Book Read Free

Arena 5

Page 22

by Logan Jacobs


  “Gah, I have to do everything,” she grumbled. I caught a glimpse of her through the access hatch as she crawled past the opening and toward the juncture where the truck was connected to the cab. Then there was a loud boom, and the Flame-Rat on my left had his head explode. Blood spurted in a dark blue geyser from his neck stump, and the body crumpled back into the car, flamethrowers still spewing fire. The inside of the car lit up with flames, and it swerved off. I could hear the driver screaming over all the chaos. Served him right.

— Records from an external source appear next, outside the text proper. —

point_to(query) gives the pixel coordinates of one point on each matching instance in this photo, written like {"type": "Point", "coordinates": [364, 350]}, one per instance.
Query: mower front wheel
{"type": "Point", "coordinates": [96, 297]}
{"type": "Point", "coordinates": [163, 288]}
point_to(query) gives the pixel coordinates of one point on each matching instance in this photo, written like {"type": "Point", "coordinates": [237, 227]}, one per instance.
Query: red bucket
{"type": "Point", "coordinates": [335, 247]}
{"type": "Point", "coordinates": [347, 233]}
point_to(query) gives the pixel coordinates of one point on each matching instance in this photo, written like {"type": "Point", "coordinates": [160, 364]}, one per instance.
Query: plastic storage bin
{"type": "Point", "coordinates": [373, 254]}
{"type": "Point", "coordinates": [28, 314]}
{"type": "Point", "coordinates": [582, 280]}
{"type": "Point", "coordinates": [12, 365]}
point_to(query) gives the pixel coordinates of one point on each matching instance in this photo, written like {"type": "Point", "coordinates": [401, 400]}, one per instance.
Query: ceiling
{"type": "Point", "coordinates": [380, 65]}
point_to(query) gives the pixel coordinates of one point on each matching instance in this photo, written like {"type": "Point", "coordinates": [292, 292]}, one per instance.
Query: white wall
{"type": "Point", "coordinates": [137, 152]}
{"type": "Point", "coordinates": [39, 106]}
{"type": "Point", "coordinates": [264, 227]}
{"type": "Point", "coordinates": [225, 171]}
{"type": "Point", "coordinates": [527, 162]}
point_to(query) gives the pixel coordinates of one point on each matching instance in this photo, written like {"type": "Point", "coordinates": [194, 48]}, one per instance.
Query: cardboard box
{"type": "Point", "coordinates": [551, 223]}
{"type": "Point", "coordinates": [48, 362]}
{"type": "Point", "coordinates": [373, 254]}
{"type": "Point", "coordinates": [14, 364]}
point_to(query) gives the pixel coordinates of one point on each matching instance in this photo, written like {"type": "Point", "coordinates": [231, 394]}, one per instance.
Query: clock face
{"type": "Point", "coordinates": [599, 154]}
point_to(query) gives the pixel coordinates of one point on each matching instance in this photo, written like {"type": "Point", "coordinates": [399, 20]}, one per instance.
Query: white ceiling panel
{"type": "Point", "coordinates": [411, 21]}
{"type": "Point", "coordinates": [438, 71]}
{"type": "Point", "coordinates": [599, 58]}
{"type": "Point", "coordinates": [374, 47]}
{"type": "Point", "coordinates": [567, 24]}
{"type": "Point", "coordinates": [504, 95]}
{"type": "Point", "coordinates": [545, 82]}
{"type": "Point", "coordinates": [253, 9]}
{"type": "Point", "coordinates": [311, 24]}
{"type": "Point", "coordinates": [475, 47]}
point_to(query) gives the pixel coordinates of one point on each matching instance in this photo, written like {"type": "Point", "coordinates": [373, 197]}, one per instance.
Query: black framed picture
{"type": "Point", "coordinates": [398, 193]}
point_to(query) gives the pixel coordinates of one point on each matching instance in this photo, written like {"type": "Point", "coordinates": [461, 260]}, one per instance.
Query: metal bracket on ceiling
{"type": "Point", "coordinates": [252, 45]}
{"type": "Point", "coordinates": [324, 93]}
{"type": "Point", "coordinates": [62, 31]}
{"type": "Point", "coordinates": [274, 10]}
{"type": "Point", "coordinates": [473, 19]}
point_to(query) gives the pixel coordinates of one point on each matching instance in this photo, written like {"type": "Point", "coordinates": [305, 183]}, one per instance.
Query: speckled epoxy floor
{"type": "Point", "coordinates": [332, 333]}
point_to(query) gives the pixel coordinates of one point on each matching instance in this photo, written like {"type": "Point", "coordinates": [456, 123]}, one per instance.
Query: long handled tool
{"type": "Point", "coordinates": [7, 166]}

  There was another boom, and the flames on the right flew wide and straight up into the sky. The interceptor car overcorrected and smashed into the side of the Behemoth, so I turned into it and pressed down on the gas pedal. The car’s front tires blew out and the back tires of the truck rode up on top of the little VW Bug on crack, crushing the entire top of it. The Behemoth bounced and swerved as it crushed the car beneath the rear axle. I struggled but got it back under control just as Tempest crawled out of the access hatch and clambered back into the passenger seat.

  “Thanks,” I said through gritted teeth.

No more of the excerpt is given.